Vulnerability Management/Risk Management
At GoCanvas, the security of our products, infrastructure, and customer data is a top priority. We leverage different systems, technologies, and processes to identify, mitigate, and respond to vulnerabilities. To ensure the security of customer data, GoCanvas has invested in the following capabilities:
- Regular penetration tests performed by external third parties
- Dynamic Application Security Testing (DAST)
- Static Application Security Testing (SAST)

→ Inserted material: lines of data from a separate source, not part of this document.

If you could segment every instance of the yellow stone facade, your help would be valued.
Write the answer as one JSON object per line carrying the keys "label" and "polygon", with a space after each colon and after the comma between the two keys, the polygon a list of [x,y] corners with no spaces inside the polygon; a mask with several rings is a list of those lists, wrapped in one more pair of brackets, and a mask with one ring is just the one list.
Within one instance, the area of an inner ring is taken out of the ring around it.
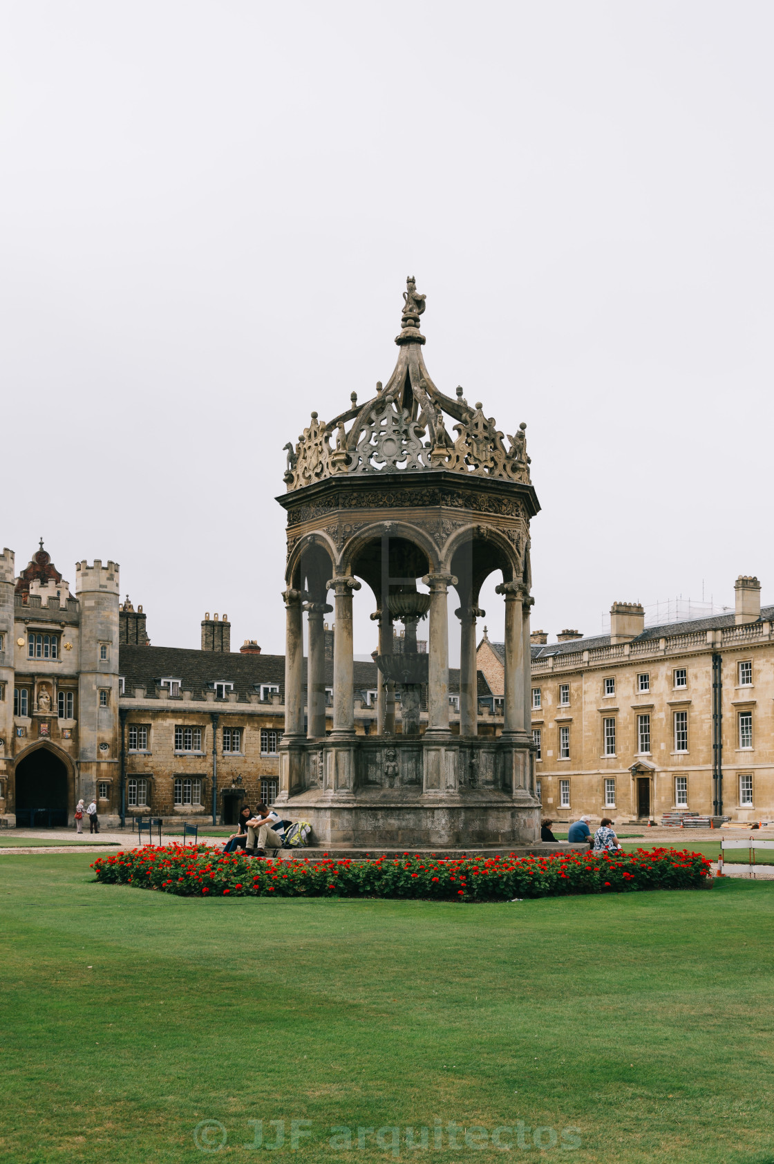
{"label": "yellow stone facade", "polygon": [[[616,603],[610,636],[533,636],[544,816],[774,818],[774,608],[757,579],[736,598],[736,613],[648,629],[641,606]],[[477,655],[496,694],[498,647],[484,638]]]}

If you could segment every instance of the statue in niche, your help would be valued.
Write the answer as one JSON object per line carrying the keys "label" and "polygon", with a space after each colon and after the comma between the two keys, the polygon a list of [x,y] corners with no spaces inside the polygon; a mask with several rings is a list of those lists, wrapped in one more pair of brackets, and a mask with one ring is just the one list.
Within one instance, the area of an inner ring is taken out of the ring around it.
{"label": "statue in niche", "polygon": [[397,755],[398,753],[393,747],[388,747],[386,752],[384,753],[385,758],[384,775],[386,776],[388,786],[390,788],[395,788],[398,780],[398,774],[400,772],[400,766],[396,762]]}

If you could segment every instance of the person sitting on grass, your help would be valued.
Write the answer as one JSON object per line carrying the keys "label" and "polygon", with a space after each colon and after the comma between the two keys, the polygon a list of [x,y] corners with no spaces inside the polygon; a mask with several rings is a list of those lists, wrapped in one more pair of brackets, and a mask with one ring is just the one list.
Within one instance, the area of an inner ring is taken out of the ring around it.
{"label": "person sitting on grass", "polygon": [[247,822],[253,816],[253,809],[249,804],[244,804],[239,818],[239,828],[236,832],[232,832],[230,837],[223,845],[223,853],[233,853],[235,849],[244,849],[247,845]]}
{"label": "person sitting on grass", "polygon": [[282,849],[282,838],[272,828],[275,824],[279,824],[279,816],[267,804],[258,804],[256,816],[247,822],[244,852],[249,857],[265,857],[267,849]]}
{"label": "person sitting on grass", "polygon": [[617,852],[620,849],[618,837],[616,836],[613,829],[611,829],[611,825],[612,821],[609,816],[603,816],[599,821],[599,828],[594,835],[595,853]]}
{"label": "person sitting on grass", "polygon": [[570,845],[573,844],[577,845],[580,842],[587,840],[589,844],[589,849],[591,847],[594,842],[591,839],[591,830],[589,829],[590,819],[591,819],[590,816],[582,816],[580,821],[575,821],[573,824],[570,824],[569,831],[567,833],[567,840],[569,842]]}
{"label": "person sitting on grass", "polygon": [[552,826],[553,823],[554,822],[551,821],[548,817],[546,817],[546,819],[541,822],[541,824],[540,824],[540,839],[541,840],[551,840],[553,844],[558,844],[556,837],[551,831],[551,826]]}

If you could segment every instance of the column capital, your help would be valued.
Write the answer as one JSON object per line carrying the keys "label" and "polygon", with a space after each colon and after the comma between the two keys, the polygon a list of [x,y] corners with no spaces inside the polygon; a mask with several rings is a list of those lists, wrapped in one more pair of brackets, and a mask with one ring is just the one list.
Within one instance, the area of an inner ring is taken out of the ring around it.
{"label": "column capital", "polygon": [[454,574],[425,574],[422,584],[429,587],[433,594],[443,591],[450,585],[456,585],[457,580]]}
{"label": "column capital", "polygon": [[300,605],[300,601],[303,597],[304,597],[303,590],[291,590],[289,588],[287,590],[282,591],[282,601],[285,603],[286,606]]}
{"label": "column capital", "polygon": [[350,590],[360,590],[361,583],[357,579],[352,579],[347,574],[340,574],[334,579],[328,579],[325,584],[326,590],[333,590],[336,597],[343,597]]}
{"label": "column capital", "polygon": [[327,602],[305,602],[303,609],[307,615],[328,615],[333,606]]}
{"label": "column capital", "polygon": [[505,595],[505,601],[509,598],[511,601],[518,601],[531,606],[534,603],[534,598],[530,595],[530,587],[526,582],[520,580],[513,580],[512,582],[500,582],[499,585],[495,587],[495,594]]}
{"label": "column capital", "polygon": [[462,622],[463,618],[469,618],[475,622],[477,618],[487,617],[487,611],[482,610],[481,606],[457,606],[454,613],[460,622]]}

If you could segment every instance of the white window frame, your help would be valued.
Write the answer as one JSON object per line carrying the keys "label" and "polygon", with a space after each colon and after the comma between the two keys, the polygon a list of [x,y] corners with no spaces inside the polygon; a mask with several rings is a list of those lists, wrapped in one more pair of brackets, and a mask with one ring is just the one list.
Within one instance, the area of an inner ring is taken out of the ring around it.
{"label": "white window frame", "polygon": [[201,776],[175,776],[175,808],[201,807]]}
{"label": "white window frame", "polygon": [[279,755],[281,741],[282,741],[282,728],[262,728],[261,755]]}
{"label": "white window frame", "polygon": [[193,724],[176,724],[175,751],[200,754],[203,752],[201,728],[197,728]]}
{"label": "white window frame", "polygon": [[[147,724],[129,724],[129,737],[127,744],[128,752],[147,752],[148,751],[148,725]],[[134,744],[132,743],[134,736]]]}
{"label": "white window frame", "polygon": [[753,714],[752,711],[740,711],[739,724],[739,750],[752,752],[753,748]]}
{"label": "white window frame", "polygon": [[[242,728],[223,728],[223,755],[242,754]],[[236,747],[234,747],[234,743],[236,743]]]}
{"label": "white window frame", "polygon": [[148,808],[147,776],[129,776],[127,780],[127,807]]}
{"label": "white window frame", "polygon": [[27,639],[28,659],[58,659],[59,636],[29,631]]}

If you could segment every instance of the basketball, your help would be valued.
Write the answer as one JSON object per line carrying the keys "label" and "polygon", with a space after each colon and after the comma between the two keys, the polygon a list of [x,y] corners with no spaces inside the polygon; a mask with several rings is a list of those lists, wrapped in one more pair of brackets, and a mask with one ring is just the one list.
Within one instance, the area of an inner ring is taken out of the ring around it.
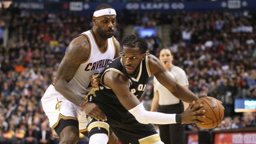
{"label": "basketball", "polygon": [[204,115],[206,117],[197,119],[203,122],[203,124],[197,124],[201,128],[206,129],[213,128],[218,126],[224,116],[224,109],[221,103],[214,97],[205,96],[197,100],[193,106],[200,104],[203,105],[203,107],[197,110],[205,110]]}

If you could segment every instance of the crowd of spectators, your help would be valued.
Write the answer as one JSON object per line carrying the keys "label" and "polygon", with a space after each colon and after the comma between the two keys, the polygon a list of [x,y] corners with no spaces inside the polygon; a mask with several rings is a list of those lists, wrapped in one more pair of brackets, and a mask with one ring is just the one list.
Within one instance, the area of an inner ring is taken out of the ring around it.
{"label": "crowd of spectators", "polygon": [[[217,128],[237,128],[255,124],[254,113],[234,116],[231,112],[234,98],[256,98],[255,14],[136,14],[117,17],[114,34],[121,42],[127,21],[145,27],[170,24],[171,45],[157,36],[145,38],[151,53],[158,57],[161,48],[169,47],[173,63],[187,74],[190,89],[199,97],[207,94],[223,102],[227,116]],[[68,44],[91,27],[91,16],[2,10],[0,19],[5,23],[1,28],[9,30],[6,46],[0,45],[0,143],[58,143],[50,134],[40,99],[53,82]],[[151,79],[144,95],[148,110],[153,87]],[[193,124],[188,128],[198,128]],[[49,134],[42,137],[42,133]],[[81,135],[80,141],[85,139]]]}

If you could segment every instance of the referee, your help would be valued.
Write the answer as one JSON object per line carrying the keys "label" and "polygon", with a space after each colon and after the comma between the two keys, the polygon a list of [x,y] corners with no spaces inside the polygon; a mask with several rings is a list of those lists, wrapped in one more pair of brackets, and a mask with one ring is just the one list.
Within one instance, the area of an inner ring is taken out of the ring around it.
{"label": "referee", "polygon": [[[173,56],[170,49],[162,49],[159,59],[165,70],[179,84],[188,88],[188,82],[185,71],[174,65],[172,62]],[[189,104],[183,102],[174,96],[167,89],[154,78],[154,95],[151,111],[166,113],[181,113]],[[185,128],[181,123],[159,125],[160,137],[165,144],[185,144]]]}

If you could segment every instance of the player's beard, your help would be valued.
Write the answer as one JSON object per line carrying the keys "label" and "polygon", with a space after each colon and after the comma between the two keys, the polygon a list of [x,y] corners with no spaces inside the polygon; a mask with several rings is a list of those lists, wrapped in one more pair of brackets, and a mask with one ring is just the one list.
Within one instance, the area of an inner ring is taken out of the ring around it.
{"label": "player's beard", "polygon": [[99,27],[97,29],[97,31],[101,37],[106,39],[111,38],[113,35],[113,34],[107,35],[106,33],[104,32]]}
{"label": "player's beard", "polygon": [[137,66],[137,68],[136,68],[136,69],[134,70],[134,71],[133,73],[132,74],[128,74],[127,71],[126,71],[126,70],[125,70],[125,67],[124,66],[124,69],[125,69],[125,70],[124,71],[125,74],[129,76],[131,78],[134,78],[135,76],[137,76],[137,75],[138,75],[138,71],[139,71],[139,68],[140,68],[140,63],[139,63],[140,64]]}

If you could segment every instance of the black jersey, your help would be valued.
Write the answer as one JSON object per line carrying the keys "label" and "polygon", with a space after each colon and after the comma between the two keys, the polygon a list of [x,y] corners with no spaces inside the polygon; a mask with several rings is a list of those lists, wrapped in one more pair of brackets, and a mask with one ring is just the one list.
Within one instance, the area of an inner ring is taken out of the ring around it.
{"label": "black jersey", "polygon": [[[140,63],[139,74],[136,78],[130,78],[125,74],[125,69],[123,66],[121,57],[110,62],[101,74],[104,75],[106,71],[113,70],[125,76],[130,82],[130,91],[134,94],[134,96],[139,98],[145,90],[148,79],[150,75],[148,60],[148,57],[146,56]],[[122,105],[110,88],[102,84],[100,84],[99,86],[100,90],[95,91],[95,89],[94,89],[90,91],[88,95],[89,100],[98,105],[106,114],[107,121],[105,122],[109,124],[122,144],[148,144],[161,140],[153,125],[150,124],[144,124],[139,123]],[[92,128],[94,128],[93,130],[89,130],[89,137],[95,133],[103,133],[107,134],[107,132],[102,130],[104,129],[98,128],[102,127],[102,122],[99,123],[91,117],[87,117],[87,127],[90,128],[90,129],[92,129]],[[94,124],[92,124],[92,123]],[[92,125],[91,125],[91,124]]]}
{"label": "black jersey", "polygon": [[[126,70],[123,65],[121,57],[111,61],[101,74],[103,75],[106,72],[112,70],[125,76],[129,81],[130,91],[135,96],[139,98],[145,90],[148,79],[150,76],[148,58],[148,56],[146,56],[144,60],[141,62],[139,66],[138,74],[136,78],[131,78],[128,74],[126,74]],[[100,90],[95,91],[95,95],[96,96],[94,97],[90,97],[89,100],[89,101],[98,105],[100,108],[102,108],[102,110],[105,114],[109,113],[112,116],[112,118],[114,119],[113,120],[116,122],[117,119],[121,121],[121,119],[127,118],[127,117],[133,117],[122,105],[111,88],[102,84],[99,85]],[[114,112],[110,112],[108,110],[112,108],[114,109],[112,111]],[[107,116],[108,118],[108,119],[110,119],[110,116]]]}

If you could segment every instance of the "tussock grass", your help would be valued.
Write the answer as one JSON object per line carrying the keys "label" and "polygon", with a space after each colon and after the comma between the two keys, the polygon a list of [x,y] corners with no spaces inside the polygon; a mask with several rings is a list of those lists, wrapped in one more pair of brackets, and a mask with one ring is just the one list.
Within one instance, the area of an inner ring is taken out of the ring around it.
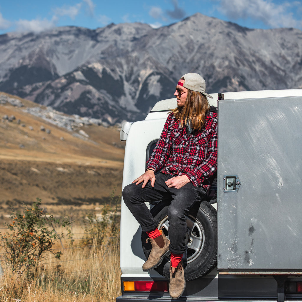
{"label": "tussock grass", "polygon": [[121,294],[118,243],[107,238],[100,246],[85,246],[81,239],[84,230],[78,227],[72,231],[74,241],[65,239],[63,246],[59,242],[56,246],[63,253],[60,259],[50,253],[36,271],[13,272],[2,263],[0,301],[115,301]]}

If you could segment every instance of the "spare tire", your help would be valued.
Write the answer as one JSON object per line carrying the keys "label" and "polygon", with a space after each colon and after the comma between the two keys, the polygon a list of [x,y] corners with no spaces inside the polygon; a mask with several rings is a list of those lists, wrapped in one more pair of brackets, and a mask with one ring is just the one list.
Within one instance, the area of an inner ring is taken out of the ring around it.
{"label": "spare tire", "polygon": [[[150,210],[157,223],[169,238],[168,210],[169,203],[159,203]],[[208,274],[217,263],[217,212],[208,202],[204,201],[194,205],[187,216],[188,249],[184,254],[184,272],[186,280],[194,280]],[[142,245],[147,259],[151,250],[150,241],[145,232],[142,232]],[[170,278],[170,256],[166,257],[156,268],[158,273]]]}

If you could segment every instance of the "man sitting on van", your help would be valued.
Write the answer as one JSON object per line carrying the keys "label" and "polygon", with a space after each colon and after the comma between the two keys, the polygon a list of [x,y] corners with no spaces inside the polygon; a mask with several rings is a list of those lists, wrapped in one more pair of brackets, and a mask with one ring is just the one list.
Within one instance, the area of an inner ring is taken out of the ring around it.
{"label": "man sitting on van", "polygon": [[[152,249],[144,271],[157,267],[171,253],[169,291],[172,299],[183,293],[182,260],[186,248],[185,215],[209,188],[217,170],[217,111],[209,108],[205,82],[197,73],[183,76],[174,93],[177,107],[171,111],[145,172],[126,186],[124,201],[150,238]],[[169,239],[159,230],[146,202],[169,199]]]}

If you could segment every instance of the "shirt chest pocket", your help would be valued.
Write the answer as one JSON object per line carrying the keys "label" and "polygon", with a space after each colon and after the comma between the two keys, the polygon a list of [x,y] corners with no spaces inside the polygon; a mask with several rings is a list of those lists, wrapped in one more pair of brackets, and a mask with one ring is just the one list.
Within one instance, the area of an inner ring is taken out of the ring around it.
{"label": "shirt chest pocket", "polygon": [[196,136],[192,140],[192,145],[197,147],[207,146],[211,134],[211,131],[206,131]]}

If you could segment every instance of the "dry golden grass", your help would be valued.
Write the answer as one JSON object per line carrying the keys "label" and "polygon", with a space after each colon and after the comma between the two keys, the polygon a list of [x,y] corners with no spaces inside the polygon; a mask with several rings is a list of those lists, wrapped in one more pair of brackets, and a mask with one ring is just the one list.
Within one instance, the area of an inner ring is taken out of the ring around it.
{"label": "dry golden grass", "polygon": [[73,231],[78,239],[72,246],[70,240],[64,241],[63,248],[57,245],[63,253],[60,260],[50,254],[34,275],[27,277],[26,272],[14,272],[9,267],[3,267],[0,301],[114,301],[121,294],[118,244],[81,246],[83,230],[78,227]]}

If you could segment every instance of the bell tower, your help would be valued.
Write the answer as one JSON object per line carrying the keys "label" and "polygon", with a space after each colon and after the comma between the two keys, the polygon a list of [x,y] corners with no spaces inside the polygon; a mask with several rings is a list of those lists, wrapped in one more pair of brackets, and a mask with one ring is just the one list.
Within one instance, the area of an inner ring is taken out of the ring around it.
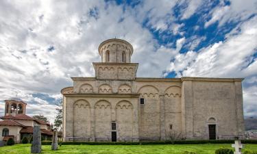
{"label": "bell tower", "polygon": [[26,114],[27,103],[15,100],[5,100],[5,116],[12,115],[15,116],[19,114]]}
{"label": "bell tower", "polygon": [[101,62],[93,62],[97,79],[133,80],[138,63],[131,63],[133,47],[127,41],[112,38],[101,42],[98,48]]}

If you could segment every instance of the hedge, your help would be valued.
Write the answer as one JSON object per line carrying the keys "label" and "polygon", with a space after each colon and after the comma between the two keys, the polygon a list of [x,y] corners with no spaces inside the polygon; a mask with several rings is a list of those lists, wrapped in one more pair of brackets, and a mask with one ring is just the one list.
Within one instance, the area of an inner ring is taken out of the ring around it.
{"label": "hedge", "polygon": [[[243,144],[257,144],[257,140],[241,140]],[[151,141],[151,142],[62,142],[62,145],[147,145],[147,144],[232,144],[234,143],[234,140],[176,140],[176,141]],[[42,141],[42,145],[51,145],[51,141]]]}
{"label": "hedge", "polygon": [[245,151],[243,154],[257,154],[257,151]]}
{"label": "hedge", "polygon": [[215,151],[215,154],[234,154],[234,151],[229,148],[220,148]]}

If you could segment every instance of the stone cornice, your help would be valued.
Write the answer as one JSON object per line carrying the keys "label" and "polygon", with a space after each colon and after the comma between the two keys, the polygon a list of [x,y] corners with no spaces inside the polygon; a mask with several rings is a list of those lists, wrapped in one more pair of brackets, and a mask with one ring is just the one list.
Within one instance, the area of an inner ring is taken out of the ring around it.
{"label": "stone cornice", "polygon": [[65,97],[139,97],[140,94],[63,94]]}
{"label": "stone cornice", "polygon": [[73,81],[95,81],[95,77],[71,77]]}
{"label": "stone cornice", "polygon": [[132,65],[138,66],[138,63],[127,63],[127,62],[93,62],[93,65]]}
{"label": "stone cornice", "polygon": [[180,78],[136,77],[136,81],[181,81]]}

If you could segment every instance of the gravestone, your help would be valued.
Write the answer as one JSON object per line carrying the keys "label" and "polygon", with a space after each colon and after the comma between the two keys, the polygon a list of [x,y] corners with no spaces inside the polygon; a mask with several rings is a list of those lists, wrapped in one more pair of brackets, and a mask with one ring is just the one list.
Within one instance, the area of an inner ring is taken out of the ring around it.
{"label": "gravestone", "polygon": [[56,129],[55,129],[53,130],[53,139],[52,139],[52,148],[51,149],[53,150],[53,151],[56,151],[58,149],[58,132],[56,131]]}
{"label": "gravestone", "polygon": [[232,144],[232,147],[235,149],[235,152],[234,152],[234,154],[242,154],[241,150],[243,148],[243,144],[241,144],[241,140],[235,140],[234,144]]}
{"label": "gravestone", "polygon": [[31,153],[41,153],[41,131],[40,125],[34,125],[33,127],[33,141],[32,142]]}

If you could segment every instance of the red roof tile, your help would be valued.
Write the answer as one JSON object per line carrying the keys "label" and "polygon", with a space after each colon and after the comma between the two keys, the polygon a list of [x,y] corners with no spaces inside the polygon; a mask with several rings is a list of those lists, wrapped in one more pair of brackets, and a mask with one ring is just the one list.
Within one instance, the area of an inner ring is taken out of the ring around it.
{"label": "red roof tile", "polygon": [[6,136],[3,137],[3,141],[8,141],[9,138],[14,138],[14,136]]}
{"label": "red roof tile", "polygon": [[19,123],[12,120],[3,120],[2,121],[0,121],[0,125],[24,127],[23,125],[20,124]]}
{"label": "red roof tile", "polygon": [[34,120],[39,124],[50,125],[50,124],[45,123],[44,120],[38,120],[36,118],[34,118]]}
{"label": "red roof tile", "polygon": [[18,114],[13,116],[12,115],[4,116],[1,117],[1,119],[15,119],[15,120],[34,120],[34,119],[29,116],[24,114]]}

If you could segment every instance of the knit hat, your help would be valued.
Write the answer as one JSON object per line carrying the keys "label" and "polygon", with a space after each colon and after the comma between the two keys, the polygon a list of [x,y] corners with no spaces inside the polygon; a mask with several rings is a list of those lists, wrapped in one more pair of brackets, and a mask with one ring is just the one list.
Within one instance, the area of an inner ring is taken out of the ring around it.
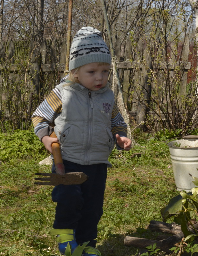
{"label": "knit hat", "polygon": [[69,70],[93,62],[111,64],[109,50],[101,33],[90,27],[83,27],[74,37],[70,50]]}

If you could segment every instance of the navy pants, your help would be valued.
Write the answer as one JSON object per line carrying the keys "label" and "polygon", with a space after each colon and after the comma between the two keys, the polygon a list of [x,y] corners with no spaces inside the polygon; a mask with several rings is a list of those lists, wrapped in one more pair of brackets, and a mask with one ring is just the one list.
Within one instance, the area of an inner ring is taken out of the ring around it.
{"label": "navy pants", "polygon": [[[82,172],[89,179],[80,185],[61,184],[54,187],[52,198],[57,204],[53,227],[75,229],[78,244],[90,241],[88,245],[95,247],[97,225],[103,213],[107,165],[81,165],[63,161],[66,172]],[[52,172],[55,173],[54,163]]]}

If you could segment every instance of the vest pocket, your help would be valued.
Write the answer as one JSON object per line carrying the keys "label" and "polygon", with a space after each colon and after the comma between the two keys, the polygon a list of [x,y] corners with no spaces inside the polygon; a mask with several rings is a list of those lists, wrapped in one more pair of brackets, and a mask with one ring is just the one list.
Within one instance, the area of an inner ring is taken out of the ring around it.
{"label": "vest pocket", "polygon": [[67,138],[70,130],[71,125],[67,123],[64,127],[59,127],[57,129],[57,137],[61,145]]}
{"label": "vest pocket", "polygon": [[113,150],[114,145],[114,140],[113,137],[113,135],[111,130],[109,127],[106,128],[108,135],[107,144],[109,148],[110,151]]}

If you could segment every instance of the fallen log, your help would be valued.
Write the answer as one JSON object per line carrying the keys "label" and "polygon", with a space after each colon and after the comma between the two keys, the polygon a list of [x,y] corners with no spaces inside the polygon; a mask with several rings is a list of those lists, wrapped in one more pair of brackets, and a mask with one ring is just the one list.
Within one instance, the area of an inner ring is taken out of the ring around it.
{"label": "fallen log", "polygon": [[159,241],[144,238],[127,236],[124,238],[124,245],[127,246],[145,248],[147,246],[149,246],[150,244],[153,245],[156,243],[156,246],[157,248],[166,252],[172,253],[173,251],[170,251],[169,249],[173,247],[177,242],[180,241],[183,236],[183,232],[180,232],[166,239]]}
{"label": "fallen log", "polygon": [[173,235],[178,234],[181,231],[180,225],[175,223],[170,224],[156,221],[151,221],[149,228],[152,231],[169,233]]}
{"label": "fallen log", "polygon": [[[198,229],[198,223],[196,221],[193,222],[192,221],[191,223],[193,225],[195,229]],[[195,231],[194,229],[190,225],[190,223],[189,224],[188,226],[188,229],[192,233],[194,233]],[[149,229],[152,231],[169,233],[173,235],[178,234],[181,231],[180,225],[178,225],[174,223],[170,224],[156,221],[151,221]]]}

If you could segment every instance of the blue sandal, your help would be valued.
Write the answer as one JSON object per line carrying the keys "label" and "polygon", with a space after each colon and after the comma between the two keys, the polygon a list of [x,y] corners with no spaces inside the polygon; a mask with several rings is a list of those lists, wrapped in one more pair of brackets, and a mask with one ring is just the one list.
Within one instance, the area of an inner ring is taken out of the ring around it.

- Software Composition Analysis (SCA)
- Library and operating system vulnerability scanning
ChangeManagement
GoCanvas maintains a change management process for production releases and changes, which includes a defined Software Development Life Cycle (SDLC) that incorporates documentation and ticketing associated with every software change. This formalized process reduces the risk of mistakes, unintentional interactions, and vulnerabilities in our code base. Additionally, GoCanvas implements a rigorous QA process with segmented environments for testing, validation, and sign-off before production releases occur. Infrastructure changes and updates follow a change control process, allowing proper checks and balances. This lets us quickly diagnose any erroneous system behavior then identify and correct the cause.
Policies
SOC 2 Compliance
GoCanvas has completed an independent audit for SOC 2 Type 2 compliance. This verification ensures that our controls and processes meet the highest security, availability, processing integrity, and confidentiality standards. GoCanvas uses SOC 2 compliance to manage risks, prevent data breaches, and keep GoCanvas highly available. GoCanvas’ SOC2 report and other resources are available in our Trust Center.
Trust Center
GoCanvas maintains a Trust Center that provides our customers with information and resources about our security practices, compliance measures, and privacy policies. Within the Trust Center, customers can view the state of our security controls, review GoCanvas’ subprocessors, and access other security documentation, including our SOC2 report.